Arras. Séance plénière. Hervé Poher
Permettez que je rajoute, brièvement, 4 remarques.
Remarques, bien entendu en tant que vice-Président du Conseil Général chargé de l’environnement, mais en gardant un morceau de casquette de Président du Comité de Bassin.
Le Conseil Général m’avait chargé de superviser et d’animer ce travail de construction du schéma sur l’eau. Permettez que je remercie les services et tous les experts qui ont travaillé à cette démarche. De même, et surtout, je me dois de remercier tous les acteurs de l’eau, collectivités, syndicats, fermiers… Et ils sont nombreux dans ce département, acteurs qui ont compris l’intérêt de notre initiative et qui n’ont pas réagi en ceinturant ce qu’ils pouvaient considérer comme leur « pré carré ». L’eau n’appartient à personne et l’eau est bien un trésor commun… Et le terme commun ne veut pas dire uniforme dans le temps et dans l’espace.
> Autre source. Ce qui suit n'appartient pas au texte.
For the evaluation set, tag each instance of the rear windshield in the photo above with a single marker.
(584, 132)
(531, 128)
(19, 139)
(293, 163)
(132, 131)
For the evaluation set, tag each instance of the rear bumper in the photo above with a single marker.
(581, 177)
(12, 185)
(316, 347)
Et justement, en parlant de trésor, on a l’habitude de dire que les gens riches ne sont pas partageurs : dans le domaine de l’eau, c’est un peu la même chose. Une grande partie de notre département vivant dans une certaine aisance « aquatique » ou « aquifère », comme vous voulez, depuis le milieu du 19ème siècle, les gestionnaires de l’eau n’ont pas jugé utile de prendre des mesures de prévention et des mesures de prudence.
Protection des champs captants : « Pourquoi voulez-vous qu’on s’embête, on a de l’eau comme on veut… »
Déperdition et mauvais état des réseaux : « Pourquoi voulez-vous qu’on s’embête, on a de l’eau comme on veut… »
Interconnexion entre les différentes zones de fourniture : « Pourquoi voulez-vous qu’on s’embête, on a de l’eau comme on veut… »
Voilà un certain état d’esprit qui a prévalue pendant longtemps, même si, je le répète, ce n’est pas une généralité car, vous le savez, certains coins du département ont quand même de sérieux problèmes d’eau.
Mais ce schéma confirme que nous sommes un département globalement riche en eau. Et c’est parce que nous le savions et que nous avions réalisé que cette richesse était essentielle pour l’avenir que nous avions proposé, lors de l’acte II de la décentralisation, que les départements aient la compétence eau. Cela ne s’est pas fait… Mais c’est peut-être dommage… Comme il est fort regrettable, que lors du vote de la loi sur l’eau, on n’ait pas réussi à faire valider le principe d’une surtaxe départementale. Je sais, j’étais le seul Président de Bassin à défendre cette idée… Sans doute parce que j’étais le seul à être en même temps conseiller général.
Réalisez, Mesdames et Messieurs. Le prix moyen du m3, dans le bassin Artois Picardie est d’environ 4 Euros TTC. Une petite surtaxe départementale, recette affectée, de 3 à 5 centimes d’euro… Ce n’est rien mais sur 135 millions de m3… Cela faisait entre 4 et 7 millions par an qu’on pouvait attribuer aux communes pour l’assainissement, la protection des champs captants… Et on serait un peu plus à l’aise en évoquant les 370 millions de travaux qu’il faut envisager pour garder notre trésor… Mais, vous le savez, un élu, bien placé de notre département, rapporteur de la loi sur l’eau, était farouchement contre le principe de cette surtaxe…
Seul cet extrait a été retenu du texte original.